Przypomnijmy sobie modlitwę Pana Jezusa za wybranymi: „Ojcze! Chcę, aby ci, których mi dałeś, byli ze mną, gdzie ja jestem, aby oglądali chwałę moją, którą mi dałeś, gdyż umiłowałeś mnie przed założeniem świata. Ojcze sprawiedliwy! I świat cię nie poznał, lecz ja cię poznałem i ci poznali, że ty mnie posłałeś; i objawiłem im imię twoje, i objawię, aby miłość, którą mnie umiłowałeś, w nich była, i ja w nich” – Jan 17:24-26. W innym miejscu Pan nakazuje swoim uczniom: „Nowe przykazanie daję wam, abyście się wzajemnie miłowali, jak ja was umiłowałem; abyście się i wy wzajemnie miłowali. Po tym wszyscy poznają, żeście uczniami moimi, jeśli miłość wzajemną mieć będziecie” – Jan 13:34-35. Chrystus Pan nie stawia innych warunków w miłości. On umiłował nas najwyższą miłością swego Ojca. Apostoł św. Paweł pisze: „Jeśli więc w Chrystusie jest jakaś zachęta, jakaś pociecha miłości, jakaś wspólnota ducha, jakieś współczucie i zmiłowanie, dopełnijcie radości mojej i bądźcie jednej myśli, mając tę samą miłość, zgodni, ożywieni jednomyślnością” – Filip. 2:1-2. „Ile tedy nas doskonałych, toż rozumiejmy; a jeśli co inaczej rozumiecie, i toć wam Bóg objawi. Wszakże w tem, czegośmy doszli, według jednegoż sznuru postępujmy i jednoż rozumiejmy” – Filip. 3:15-16 (BGd). Często piszemy i mówimy o miłości, ale zapominamy, że w miłości możemy zobaczyć w sobie nawzajem cierpiącego Zbawiciela i to, co On uczynił dla nas, abyśmy byli zbawieni. Obyśmy dostrzegli, że Pan nasz, ten miłosierny Samarytanin, swoją miłością ogarnia i tych, obok których my przechodzimy z chłodną obojętnością. Jak jasność słoneczna oświeca nasze nędzne podwórka, tak wielka miłość Chrystusa Pana niech napełnia nasze serca i choćby miała iść drogą ciernistą przez cierpienia, niech spieszy tam gdzie jest potrzebna!

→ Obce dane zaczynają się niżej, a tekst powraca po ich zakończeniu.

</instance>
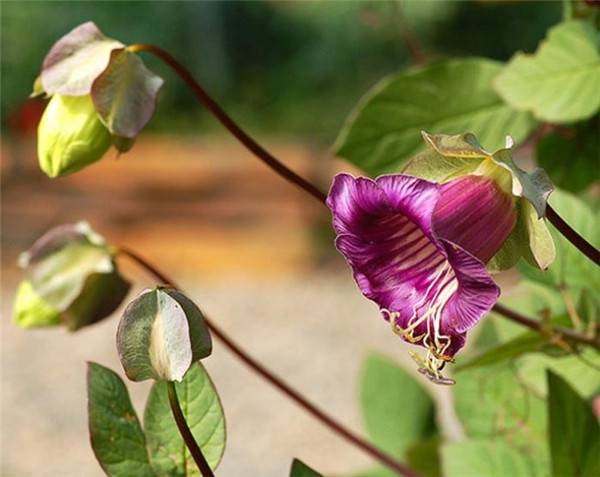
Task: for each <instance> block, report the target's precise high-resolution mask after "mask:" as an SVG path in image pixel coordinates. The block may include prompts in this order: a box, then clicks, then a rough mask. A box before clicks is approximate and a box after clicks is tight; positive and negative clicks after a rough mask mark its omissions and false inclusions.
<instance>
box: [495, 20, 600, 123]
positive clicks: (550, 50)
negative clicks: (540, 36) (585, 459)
mask: <svg viewBox="0 0 600 477" xmlns="http://www.w3.org/2000/svg"><path fill="white" fill-rule="evenodd" d="M598 85H600V52H599V51H598V34H597V32H596V31H595V29H594V27H593V26H592V24H591V23H589V22H585V21H580V20H571V21H568V22H564V23H561V24H560V25H557V26H556V27H554V28H552V29H551V30H550V32H549V33H548V38H547V39H546V40H545V41H543V42H542V43H541V44H540V47H539V48H538V50H537V51H536V52H535V54H533V55H526V54H524V53H517V54H516V55H515V56H514V57H513V58H512V60H511V61H510V62H509V63H508V64H507V65H506V67H505V69H504V70H503V71H502V73H501V74H500V75H499V76H498V78H497V79H496V82H495V86H496V90H497V91H498V93H499V94H500V96H502V98H504V100H505V101H507V102H508V103H509V104H510V105H512V106H513V107H514V108H517V109H520V110H527V111H532V112H533V114H534V115H535V116H536V117H537V118H538V119H540V120H543V121H552V122H570V121H577V120H580V119H586V118H589V117H591V116H592V115H593V114H594V113H595V112H596V111H598V109H599V108H600V87H599V86H598Z"/></svg>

Drodzy i umiłowani w Chrystusie! Do modlitwy apostoła św. Pawła (Efezj. 3:14-21 BGd) dołączmy naszą modlitwę za wszystkimi naśladującymi miłość Chrystusa Pana. „Dlatego skłaniam kolana swoje przed Ojcem Pana naszego Jezusa Chrystusa, z którego się wszelka rodzina na niebie i na ziemi nazywa; aby wam dał według bogactwa chwały swej, żebyście byli mocą utwierdzeni przez ducha jego w wewnętrznym człowieku; aby Chrystus przez wiarę mieszkał w sercach waszych; żebyście w miłości wkorzenieni i ugruntowani będąc, mogli doścignąć ze wszystkimi świętymi, która jest szerokość i długość, i głębokość, i wysokość; i poznać miłość Chrystusową przewyższającą wszelką znajomość, abyście napełnieni byli wszelaką zupełnością Bożą. A temu, który może nade wszystko uczynić daleko obficiej niżeli prosimy albo myślimy, według onej mocy, która skuteczna jest w nas; Temu niech będzie chwała w kościele przez Chrystusa Jezusa po wszystkie czasy na wieki wieków. Amen”.